BACA JUGA :  Satu Bakal Calon untuk Pilkada Parimo Tidak Memenuhi Syarat

Ia mengatakan, diketahui negara menjamin kemerdekaan setiap warganya untuk menjalankan ajaran agama yang dianut, salah satunya menggunakan hijab dalam ajaran agama Islam yang tentunya ada aturan dilarang untuk membuka hijab dan dalam program Paskibraka juga tidak ada aturan tertulis seperti pelarangan berhijab.

Menurutnya, Paskibraka ini merupakan duta Pancasila mereka yang diharapkan menjadi duta-juta dalam menyiarkan, mensosialisasikan bahkan mempraktekkan nilai-nilai Pancasila karena mereka adalah duta Pancasila. Lantas adanya pelarangan penggunaan hijab atau pencopotan hijab ini bukankah salah satu bentuk pelanggaran dalam nilai-nilai Pancasila, seperti sila 1, ketuhanan yang maha esa dan sila ke-5 keadilan sosial bagi bagi seluruh rakyat Indonesia dalam hal ini seperti hak sosial mereka diambil dan dirampas.

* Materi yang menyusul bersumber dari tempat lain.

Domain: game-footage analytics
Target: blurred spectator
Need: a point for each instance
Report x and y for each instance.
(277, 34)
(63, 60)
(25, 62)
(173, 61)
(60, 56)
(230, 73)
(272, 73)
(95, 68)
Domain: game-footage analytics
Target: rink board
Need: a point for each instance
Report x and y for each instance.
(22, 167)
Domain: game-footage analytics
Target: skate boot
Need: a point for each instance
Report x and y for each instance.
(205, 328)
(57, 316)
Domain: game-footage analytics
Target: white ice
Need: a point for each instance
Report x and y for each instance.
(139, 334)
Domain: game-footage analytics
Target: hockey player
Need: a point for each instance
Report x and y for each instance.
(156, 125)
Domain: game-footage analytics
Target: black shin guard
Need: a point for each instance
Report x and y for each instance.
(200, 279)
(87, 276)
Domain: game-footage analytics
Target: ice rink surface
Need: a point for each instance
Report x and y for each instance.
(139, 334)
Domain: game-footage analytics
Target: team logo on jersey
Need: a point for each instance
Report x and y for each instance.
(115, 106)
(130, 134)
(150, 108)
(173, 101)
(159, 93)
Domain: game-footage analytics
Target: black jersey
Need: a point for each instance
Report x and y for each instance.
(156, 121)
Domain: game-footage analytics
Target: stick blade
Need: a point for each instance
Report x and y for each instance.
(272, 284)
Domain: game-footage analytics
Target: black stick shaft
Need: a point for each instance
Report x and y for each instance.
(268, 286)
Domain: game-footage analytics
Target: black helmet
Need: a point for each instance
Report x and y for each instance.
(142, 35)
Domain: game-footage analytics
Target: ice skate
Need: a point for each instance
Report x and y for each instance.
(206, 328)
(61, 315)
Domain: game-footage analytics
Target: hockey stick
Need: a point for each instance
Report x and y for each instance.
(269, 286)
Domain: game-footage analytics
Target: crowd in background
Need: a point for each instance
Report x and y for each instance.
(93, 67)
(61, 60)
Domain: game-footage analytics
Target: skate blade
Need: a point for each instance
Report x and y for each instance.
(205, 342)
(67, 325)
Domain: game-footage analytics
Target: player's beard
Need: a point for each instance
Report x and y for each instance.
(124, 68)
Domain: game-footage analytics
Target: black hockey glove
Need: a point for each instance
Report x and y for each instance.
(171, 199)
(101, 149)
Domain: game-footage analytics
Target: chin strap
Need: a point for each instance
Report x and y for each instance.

BACA JUGA :  Pilgub Sulteng, Pasangan BERAMAL Pastikan Masyarakat Balut Tidak Lagi Terpinggirkan

“Bagaimana bisa dikatakan sebagai duta Pancasila, justru mereka yang diperhadapkan dalam aturan yang melanggar sila-sila Pancasila. Bukankah pendiri bangsa ini mau menjadikan keragaman dan perbedaan itu menjadi instrumen pemersatu bangsa? Lantas malah saat ini anehnya justru dilecehkan dalam hal pencopotan hijab, Kalau dibilang karena keinginan anak tersebut buka hijab masa 17 anak perempuan secara serempak membuka hijabnya semua, itu kan tidak masuk akal,” sesal Ketua PPI Sulteng ini.

Jadi ini pernyataan sikap resmi sengaja kami publikasikan, kata dia, agar menggugah stakeholder pengemban kebijakan.

“Dan kami berharap kepada bapak Presiden RI Joko Widodo yang terhormat bisa melihat mendengar dan merespon, agar supaya anak-anak ini pada saat bertugas tanggal 17 Agustus nanti masih bisa dikembalikan pada hak mereka bisa berhijab lagi. Tapi tadi kan baru pengukuhan kita, jadi harus perkuat petisi ini agar hak anak-anak khususnya paskibra Putri dapat kembali berhijab seperti semula,” tutup Moh Rachmat Syahrullah mengakhiri percakapannya.